Preliminary February inflation data from France, Germany and the euro zone, among others, this week could help underscore, or challenge, such expectations.
Current market pricing expects euro zone interest rates to peak around 3.8% late this year, and a market gauge of long-term euro zone inflation expectations rose to a new nine-month high of 2.48% on Monday.
This helped send Germany's benchmark 10-year yield to as high as 2.591%, its most since July 2011, It was last up 5 basis points (bps) at 2.579%.
Germany's inflation-sensitive two-year yield hit 3.077%, its highest since 2008.
Bond yields in developed markets around the world have been rising steadily in recent weeks as data shows inflation is proving harder to bring down, which is fuelling expectations of more central bank rate increases.
European economic sentiment data on Monday showed a slight decline this month, but ING analysts said: "The inflation outlook from the survey is a mixed bag with continued high services inflation in the making, but goods inflation is set to drop from here."
Higher-than-expected U.S. personal consumption expenditure last Friday also showed the world's largest economy is proving resilient and inflation is stickier than had been hoped at the start of this year.
The U.S. two-year yield has risen around 60 bps in February and the rise in U.S. yields has also spilled over into European markets. The German two-year yield has risen more than 40 basis points so far this month, while the Italian two-year yield has risen 38 bps.
Flash inflation data, due this week from France on Tuesday, Germany on Wednesday and Italy and the euro area on Thursday, will be the latest indicators about the speed of price increases in Europe.
The figures follow last week's revision upwards to euro zone core inflation data, which caused UBS to increase its 2023 core inflation forecast to an average of 4.2% from 3.9% previously, potentially leading to more interest rate increases.

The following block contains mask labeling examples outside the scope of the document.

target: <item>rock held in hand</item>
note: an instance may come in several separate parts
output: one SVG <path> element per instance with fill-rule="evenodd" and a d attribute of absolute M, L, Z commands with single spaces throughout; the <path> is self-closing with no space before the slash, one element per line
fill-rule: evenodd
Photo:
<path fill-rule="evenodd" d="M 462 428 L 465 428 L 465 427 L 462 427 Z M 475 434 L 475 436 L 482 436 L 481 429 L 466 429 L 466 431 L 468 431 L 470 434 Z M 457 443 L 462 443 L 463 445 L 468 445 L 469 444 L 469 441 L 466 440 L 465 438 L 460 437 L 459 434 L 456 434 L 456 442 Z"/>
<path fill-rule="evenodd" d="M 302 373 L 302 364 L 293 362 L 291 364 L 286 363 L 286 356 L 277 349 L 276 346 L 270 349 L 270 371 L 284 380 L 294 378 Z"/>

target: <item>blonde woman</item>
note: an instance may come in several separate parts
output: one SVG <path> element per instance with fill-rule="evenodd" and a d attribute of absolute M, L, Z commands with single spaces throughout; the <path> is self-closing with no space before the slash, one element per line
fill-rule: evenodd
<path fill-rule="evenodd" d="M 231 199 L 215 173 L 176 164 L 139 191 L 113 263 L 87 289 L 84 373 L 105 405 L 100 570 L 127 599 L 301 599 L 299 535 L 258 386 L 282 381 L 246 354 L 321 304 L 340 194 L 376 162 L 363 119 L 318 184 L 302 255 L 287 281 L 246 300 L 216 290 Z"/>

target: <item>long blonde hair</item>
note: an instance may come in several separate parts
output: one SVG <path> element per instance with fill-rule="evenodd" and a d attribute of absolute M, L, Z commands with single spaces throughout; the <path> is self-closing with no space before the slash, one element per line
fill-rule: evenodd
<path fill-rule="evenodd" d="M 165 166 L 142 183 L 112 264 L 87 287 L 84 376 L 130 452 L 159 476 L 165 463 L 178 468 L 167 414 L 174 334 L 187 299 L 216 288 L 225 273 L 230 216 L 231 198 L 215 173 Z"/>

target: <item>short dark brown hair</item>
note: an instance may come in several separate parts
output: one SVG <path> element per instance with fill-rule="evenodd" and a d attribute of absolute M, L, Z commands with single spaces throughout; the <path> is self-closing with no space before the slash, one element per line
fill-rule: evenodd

"Our current baseline foresees the (European Central Bank) delivering a 50 bp hike to 3% on 16 March, followed by a 25 bp hike to a terminal rate of 3.25% in May. However, even before the January inflation data we saw the risk as skewed to the upside (i.e. more/larger hikes)," they said.
"In our view, the details of the January inflation release further reinforce the upside risk."
There are also plenty of ECB policymakers due to speak this week, with remarks about the rate outlook likely.
Spanish central bank governor Pablo Hernandez de Cos and ECB chief economist Philip Lane are up on Monday.
Italian bonds, the benchmark for the European periphery,
performed a little better on the day than their German
counterparts.
The two-year yield was down 3 bps at 3.633% having hit 3.681% on Friday, its highest since 2012.